'Trade, not aid'

It didn't work, concludes US foreign aid chief

President Clinton recently announced that the federal budget surplus will be $1 trillion over the next 15 years, yet we continue to run our foreign-assistance program under budget caps set when we had a deficit. These budget caps are a disaster when it comes to protecting America's international interests.

Every day we are missing opportunities to understand the internal tensions that lead a state to fail or go to war with its neighbor, to create new market opportunities, to control the flow of weapons of mass destruction, to promote democracy and human rights, and to achieve sustainable development in developing nations.

The politics of the budget process is producing back-door isolationism that can please only those members of Congress who boast of not owning a passport. One result of our inaction is the growing global disparity between rich and poor. Today, for every dollar earned in the developing world, $65 are earned in the industrial world. At the turn of the century, the ratio was 9 to 1.

What will it take to wake our leaders? More failed states? More refugees and migration? More disease? More terrorism?

I had the good fortune to serve a president who advocated using foreign assistance to combat these threats. Yet, the aid budget has been cut along with the rest of the federal budget. We hoped that other factors would compensate. For example, we rationalized that the developing world wanted "trade, not aid." Yet as time went on, we saw virtually no increase of trade with the poorest nations. These nations simply could not afford to buy anything.

We are sending very mixed messages to our developing world partners. We say we want them to embrace democratic, market economies and to enjoy the benefits of globalization - but, at the same time, we withhold the assistance they need to help themselves prepare for this new world of opportunity.

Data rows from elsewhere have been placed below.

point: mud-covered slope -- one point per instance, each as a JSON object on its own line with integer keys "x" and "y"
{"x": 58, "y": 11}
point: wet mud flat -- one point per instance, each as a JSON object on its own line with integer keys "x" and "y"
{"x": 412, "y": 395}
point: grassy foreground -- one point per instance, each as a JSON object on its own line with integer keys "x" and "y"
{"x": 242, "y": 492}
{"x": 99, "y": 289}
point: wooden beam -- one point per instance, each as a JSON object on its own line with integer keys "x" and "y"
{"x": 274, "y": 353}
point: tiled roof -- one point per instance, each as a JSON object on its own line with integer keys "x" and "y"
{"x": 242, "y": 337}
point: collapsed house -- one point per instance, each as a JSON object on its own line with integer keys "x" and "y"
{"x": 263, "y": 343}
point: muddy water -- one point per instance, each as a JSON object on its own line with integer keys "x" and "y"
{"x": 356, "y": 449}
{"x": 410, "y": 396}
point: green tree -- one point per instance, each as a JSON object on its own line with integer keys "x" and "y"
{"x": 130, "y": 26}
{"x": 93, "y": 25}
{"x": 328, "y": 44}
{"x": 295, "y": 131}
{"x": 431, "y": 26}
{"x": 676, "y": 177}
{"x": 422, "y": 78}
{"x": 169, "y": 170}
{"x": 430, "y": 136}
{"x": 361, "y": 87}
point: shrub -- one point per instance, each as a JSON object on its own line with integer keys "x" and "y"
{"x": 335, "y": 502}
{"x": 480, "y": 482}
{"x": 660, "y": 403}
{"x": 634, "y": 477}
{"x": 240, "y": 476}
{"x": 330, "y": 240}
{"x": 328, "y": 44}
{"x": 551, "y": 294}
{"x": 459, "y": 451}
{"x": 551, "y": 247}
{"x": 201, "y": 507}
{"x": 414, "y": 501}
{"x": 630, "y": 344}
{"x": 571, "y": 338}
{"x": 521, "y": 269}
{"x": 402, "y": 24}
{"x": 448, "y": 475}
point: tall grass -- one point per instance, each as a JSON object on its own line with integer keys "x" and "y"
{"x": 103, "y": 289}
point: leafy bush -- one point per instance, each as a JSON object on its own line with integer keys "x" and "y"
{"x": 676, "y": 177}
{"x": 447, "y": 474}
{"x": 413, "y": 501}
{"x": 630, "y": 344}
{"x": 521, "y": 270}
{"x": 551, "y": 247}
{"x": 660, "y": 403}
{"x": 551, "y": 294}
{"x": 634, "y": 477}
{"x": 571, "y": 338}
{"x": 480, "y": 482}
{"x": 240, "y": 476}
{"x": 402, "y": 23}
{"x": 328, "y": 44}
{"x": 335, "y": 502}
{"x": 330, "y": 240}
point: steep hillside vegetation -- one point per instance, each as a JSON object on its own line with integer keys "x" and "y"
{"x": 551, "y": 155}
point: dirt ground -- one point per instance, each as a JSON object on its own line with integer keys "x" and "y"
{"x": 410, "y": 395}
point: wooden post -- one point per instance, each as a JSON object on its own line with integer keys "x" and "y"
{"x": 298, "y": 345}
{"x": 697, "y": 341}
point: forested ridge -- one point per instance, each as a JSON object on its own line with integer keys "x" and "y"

The sad and even dangerous reality is that globalization and the democratic market-economy movement have not closed the gap between rich and poor. Too often, the changes we see in developing nations occur within the ruling classes of these societies. That is a dangerous approach, because when only a small percentage of a population enjoys the benefits of democracy, disillusionment sets in, and unmet needs can unravel a society.

Economic growth can reduce poverty in the developing world, but not without investments in health care, education, job creation, and food security. Economic growth can reduce poverty, but not if corruption is reducing tax revenues by as much as 50 percent, and not if governments worry more about military expenditures than social services.

Today we're irresponsibly undermining an international system that serves our interests. What we're doing to the United Nations system is unconscionable. At a time when the UN is bending under the weight of human crises, most emanating from the developing world, we're sapping its vitality by refusing to pay our bills. Then we turn around and criticize it for failing to do its job. Yet another compromise has been reached in the Senate to pay our debt. We'll pay most of what we owe but only if the UN agrees that we pay less in the future. This is wrong. Would we teach our children to treat friends that way? No. We teach them that bullies are cowards. This is a shameful approach designed to appease people whose real goal is to kill the UN.

It's time to end the hypocrisy. Globalization is leaving out about two-thirds of the world. Either we should invest real money in the global model we are promoting, or we should begin to erect the barriers to keep out these poor countries when their internal problems boil over. The US, with its military budget of $275 billion and its foreign assistance budget of $12 billion, may have already made its choice. But have we done so consciously? Or are we victims of inertia?

We are fast approaching a world in which 10 percent of the people control 90 percent of the wealth. We hear rhetoric about a more equitable world where America's vision of a democratic, market-based globe can be realized, but it isn't matched by resource allocations.

Our own political system and media seem to miss this credibility gap, but the developing world doesn't. The dangers created by the poverty gap are not only war and terrorism, but losing the battle against climate change and disease.

Foreign aid isn't just an investment we make to uphold our values, it's an investment we should make to protect our people and to leave a better world to our children and grandchildren.

*J. Brian Atwood steps down July 9 as administrator for the US Agency for International Development.